Die Hochzeitsgäste gaben sich in großem Umfang dem Weingenuss hin. Doch der Wirt sollte nur das Wasser bezahlt bekommen. Der Streit eskalierte. Es kam zu Handgreiflichkeiten, und schließlich wurde Jesus des Hauses verwiesen. In den beiden Vorinstanzen konnte sich jedoch der Wanderprediger aus Judäa durchsetzen. Die Richter erkannten an, dass der Gastwirt die Verwandlung des Wassers in Wein nicht mit einem Korkgeld belegen durfte, weil der Wein doch gar nicht in Flaschen angeliefert worden war. Folglich durfte der Gastwirt Jesus nicht des Hauses verweisen.
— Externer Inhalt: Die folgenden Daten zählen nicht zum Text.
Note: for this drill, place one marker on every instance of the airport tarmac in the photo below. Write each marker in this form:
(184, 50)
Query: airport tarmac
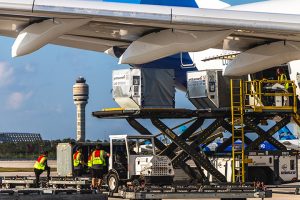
(283, 194)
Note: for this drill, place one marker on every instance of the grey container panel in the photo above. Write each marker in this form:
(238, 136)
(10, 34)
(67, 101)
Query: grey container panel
(224, 88)
(158, 88)
(64, 159)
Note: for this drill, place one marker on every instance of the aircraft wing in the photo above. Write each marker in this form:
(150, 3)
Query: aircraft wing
(140, 33)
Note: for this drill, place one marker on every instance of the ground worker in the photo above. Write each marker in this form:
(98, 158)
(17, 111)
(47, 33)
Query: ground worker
(40, 166)
(282, 77)
(98, 166)
(90, 160)
(78, 162)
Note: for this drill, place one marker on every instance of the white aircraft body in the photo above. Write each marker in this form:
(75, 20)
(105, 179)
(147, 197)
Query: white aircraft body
(266, 33)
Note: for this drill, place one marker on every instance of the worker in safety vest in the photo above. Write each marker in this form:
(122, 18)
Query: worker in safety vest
(40, 166)
(90, 161)
(78, 162)
(282, 77)
(98, 166)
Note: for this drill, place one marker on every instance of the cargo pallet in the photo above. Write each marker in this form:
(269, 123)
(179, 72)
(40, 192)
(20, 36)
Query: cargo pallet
(203, 192)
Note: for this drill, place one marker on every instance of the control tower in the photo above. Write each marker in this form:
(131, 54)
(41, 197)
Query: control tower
(80, 97)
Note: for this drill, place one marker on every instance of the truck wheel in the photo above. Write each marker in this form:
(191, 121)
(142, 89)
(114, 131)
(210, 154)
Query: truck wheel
(113, 183)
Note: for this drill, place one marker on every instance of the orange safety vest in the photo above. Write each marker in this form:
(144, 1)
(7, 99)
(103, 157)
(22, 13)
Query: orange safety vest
(40, 163)
(283, 77)
(98, 158)
(76, 159)
(90, 160)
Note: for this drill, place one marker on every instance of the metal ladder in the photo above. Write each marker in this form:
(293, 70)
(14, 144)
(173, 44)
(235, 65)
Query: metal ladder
(237, 121)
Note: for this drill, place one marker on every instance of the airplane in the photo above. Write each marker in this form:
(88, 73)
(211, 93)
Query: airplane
(168, 33)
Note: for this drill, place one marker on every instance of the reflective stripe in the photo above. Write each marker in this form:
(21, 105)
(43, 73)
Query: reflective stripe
(40, 162)
(90, 161)
(98, 158)
(76, 159)
(283, 77)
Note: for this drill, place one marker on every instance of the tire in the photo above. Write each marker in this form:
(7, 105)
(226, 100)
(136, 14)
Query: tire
(113, 183)
(260, 175)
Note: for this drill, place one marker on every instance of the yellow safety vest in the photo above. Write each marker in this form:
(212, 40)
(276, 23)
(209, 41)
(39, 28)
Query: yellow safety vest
(98, 158)
(40, 163)
(283, 77)
(90, 161)
(76, 159)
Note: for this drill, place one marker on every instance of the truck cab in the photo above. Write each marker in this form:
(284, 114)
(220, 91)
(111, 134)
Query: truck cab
(134, 162)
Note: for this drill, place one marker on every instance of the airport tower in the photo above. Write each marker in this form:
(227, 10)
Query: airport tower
(80, 97)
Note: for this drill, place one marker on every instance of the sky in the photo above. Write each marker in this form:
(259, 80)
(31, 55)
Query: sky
(36, 92)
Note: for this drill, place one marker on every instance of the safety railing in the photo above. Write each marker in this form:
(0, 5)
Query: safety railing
(271, 95)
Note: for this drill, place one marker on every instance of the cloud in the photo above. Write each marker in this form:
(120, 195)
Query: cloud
(29, 68)
(6, 74)
(16, 99)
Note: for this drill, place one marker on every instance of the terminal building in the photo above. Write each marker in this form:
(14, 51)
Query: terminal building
(20, 137)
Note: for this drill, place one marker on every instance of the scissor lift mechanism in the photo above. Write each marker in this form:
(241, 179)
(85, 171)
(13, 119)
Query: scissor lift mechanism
(188, 142)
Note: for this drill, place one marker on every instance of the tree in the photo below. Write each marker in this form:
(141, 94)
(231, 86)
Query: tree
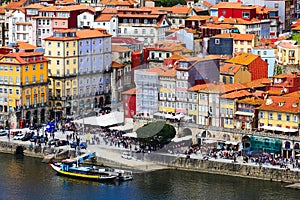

Der Bundesgerichtshof hob jedoch dieses Urteil auf und bestätigte die Rechtmäßigkeit des Hausverbotes. Es war bekannt geworden, dass Jesus von Nazareth schon einmal auf eine ähnliche Weise einen Gastronomen um seinen Verdienst gebracht hatte. Jesus hatte mit fünf Broten und zwei Fischen eine Mannschaft von 5.000 Leuten verköstigt. Und das geht gar nicht, so der Bundesgerichtshof.